Pada tahun 1923, Soetomo kembali ke Indonesia dan menjadi pengajar di Nederlandsch Artsen School (NIAS).
Pada tahun 1924, Soetomo mendirikan Indonesian Study Club (dalam bahasa Belanda Indonesische Studie Club atau Kelompok Studi Indonesia) di Surabaya.
Pada tahun 1930, Indonesische Studie Club mengubah namanya jadi Partai Bangsa Indonesia dan pada tahun 1935, mendirikan Parindra (Partai Indonesia Raya).

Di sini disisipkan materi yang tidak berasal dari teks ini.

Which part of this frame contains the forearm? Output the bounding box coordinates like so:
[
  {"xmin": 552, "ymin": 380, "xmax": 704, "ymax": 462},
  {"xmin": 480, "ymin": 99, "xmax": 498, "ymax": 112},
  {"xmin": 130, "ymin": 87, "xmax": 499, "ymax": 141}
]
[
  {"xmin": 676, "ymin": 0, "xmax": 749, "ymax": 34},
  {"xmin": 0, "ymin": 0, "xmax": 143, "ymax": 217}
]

Kongres pertama Budi Utomo diselenggarakan pada tanggal 3-5 Oktober 1908 dan dipimpin oleh dr Wahidin. Kongres tersebut menetapkan dan mengesahkan anggaran dasar beserta Pengurus Besar Budi Utomo, yang terdiri dari kaum tua. Pengambilalihan kepengurusan oleh kaum tua ini membawa dampak positif, karena dana Studie Fond semakin lebih lancar mengalir untuk tujuan pemberian beasiswa untuk memajukuan pendidikan pemuda Indonesia. [2]
Organisasi Budi Utomo bergerak dalam memajukan nusa dan bangsa yang harmonis dengan jalan memajukan pengajaran, pertanian, peternakan, perdagangan, teknik dan industri, kebudayaan, mempertinggi cita-cita kemanusiaan untuk mencapai kehidupan bangsa yang terhormat. Hingga pada akhir tahun 1909, Budi Utomo telah memiliki 40 cabang dengan beranggotakan 10.000 orang.
Setelahnya, Soetomo tetap aktif memimpin Budi Utomo cabang Batavia sampai beliau lulus. Setelah lulus dari STOVIA dan menjadi dokter pada tahun 1911, ia diangkat menjadi dokter pemerintahan dan ditempatkan di berbagai tempat berbeda sehingga mengharuskannya untuk berpindah.
Seperti halnya di Semarang, Tuban, Lubuk Pakam (Sumatera Timur) hingga ke Malang. Berpindah tugas dari satu daerah ke daerah lainnya ini membuatnya membuka mata dan mendapat banyak pengalaman akan kesengsaraan rakyat, dan berusaha membantu mereka dengan tidak menetapkan tarif atau bahkan membebaskan biaya untuk pasiennya.
Pada 1917, Soetomo menikahi Everdina J Broering yang merupakan seorang perawat berkebangsaan Belanda. Lalu pada 1919, Soetomo mendapat kesempatan untuk belajar di Universitas Amsterdam, Belanda dan berpindah dengan membawa serta istrinya.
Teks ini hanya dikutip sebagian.